Au lendemain du second tour des élections législatives en France, les marchés financiers retiennent leur souffle. La victoire surprise du Nouveau Front Populaire, une coalition de partis de gauche radicale, laisse planer un voile d’incertitude sur l’économie française et européenne. Les investisseurs, pris de court par ces résultats inattendus, s’interrogent sur les conséquences politiques et économiques de ce séisme électoral.
Un vent d’instabilité souffle sur la Bourse de Paris
Dès l’ouverture de la Bourse de Paris ce lundi matin, les principaux indices ont viré au rouge. Le CAC 40, baromètre phare de la place parisienne, a perdu jusqu’à 2,5% dans les premiers échanges avant de se stabiliser autour de -1,8% en fin de matinée. Les valeurs bancaires et les grandes entreprises dépendantes des contrats publics sont particulièrement touchées par ce mouvement de défiance.
Cette réaction des marchés n’est pas une surprise. Déjà, au lendemain de l’annonce de la dissolution de l’Assemblée Nationale par Emmanuel Macron le 9 juin dernier, le CAC 40 avait perdu 1,35%. La perspective d’une arrivée au pouvoir de l’extrême gauche ou de l’extrême droite inquiétait les investisseurs. Aujourd’hui, avec une majorité relative pour le Nouveau Front Populaire, ces craintes se concrétisent.
La France emprunte à des taux plus élevés
Sur le marché obligataire aussi, les tensions sont palpables. Le taux d’emprunt à 10 ans de la France a bondi de près de 0,20 point ce matin pour atteindre 3,22%. Signe d’une défiance accrue des investisseurs, l’écart avec le taux allemand (le spread) s’est creusé à 69 points de base, contre 68 points vendredi.
Les marchés financiers ont horreur de l’incertitude et de l’instabilité politique. Or, avec ces résultats électoraux, la France entre dans une période trouble.
– Éric Dor, Directeur des études économiques à l’IESEG School of Management
Des réformes économiques remises en cause
Au-delà de la réaction immédiate des marchés, ce sont les orientations économiques de la France pour les prochaines années qui suscitent l’inquiétude. Le programme du Nouveau Front Populaire prévoit notamment :
- L’abrogation de la réforme des retraites de 2023
- Une hausse significative des dépenses publiques
- Une taxation accrue des hauts revenus et du capital
- Des nationalisations dans certains secteurs jugés stratégiques
Autant de mesures qui vont à l’encontre des politiques menées ces dernières années pour assainir les finances publiques et améliorer la compétitivité des entreprises françaises. Leur mise en œuvre pourrait creuser le déficit et fragiliser l’attractivité économique de la France.
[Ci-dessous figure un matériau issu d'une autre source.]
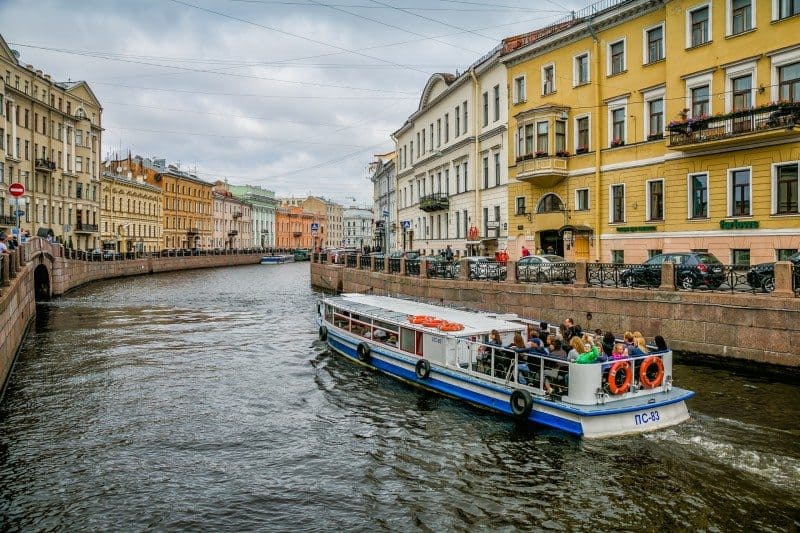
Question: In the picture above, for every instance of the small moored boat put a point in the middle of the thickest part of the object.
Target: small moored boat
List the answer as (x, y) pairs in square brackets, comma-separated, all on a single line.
[(446, 350), (275, 259)]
L’épargne des Français dans le viseur ?
Autre sujet d’inquiétude : les déclarations de certains leaders du Nouveau Front Populaire sur une possible mobilisation de l’épargne des Français pour « reprendre en main la dette publique ». Si une telle mesure semble difficilement applicable en l’état, elle jette un froid parmi les épargnants et les investisseurs.
On ne peut écarter le risque d’une fuite des capitaux si l’épargne venait à être remise en cause. Dans un contexte de fort endettement, la confiance des investisseurs est cruciale.
– Isabelle Jouvenal, analyste économique et financière
Un nouveau rapport de force à l’Assemblée Nationale
Avec seulement une majorité relative, le Nouveau Front Populaire va devoir composer avec les autres forces politiques à l’Assemblée Nationale. Les négociations et les compromis seront nécessaires pour faire adopter les projets de loi.
Pour certains observateurs, cette situation pourrait conduire à une forme de paralysie politique, préjudiciable à la prise de décision économique. D’autres y voient au contraire une opportunité de débattre et de rassembler autour de réformes plus consensuelles.
Les marchés financiers en quête de visibilité
Dans ce contexte d’incertitude politique et économique, les marchés financiers vont scruter attentivement les premiers pas du nouveau gouvernement et de la nouvelle assemblée. La composition du gouvernement, le discours de politique générale et les premiers projets de loi seront décortiqués pour tenter d’y déceler le cap économique des prochaines années.
En attendant, la prudence reste de mise chez les investisseurs. Entre attentisme et légère défiance, la Bourse de Paris et les taux d’emprunt français pourraient connaître encore quelques soubresauts dans les prochains jours et les prochaines semaines. Le temps que la nouvelle donne politique se décante et que la visibilité s’améliore.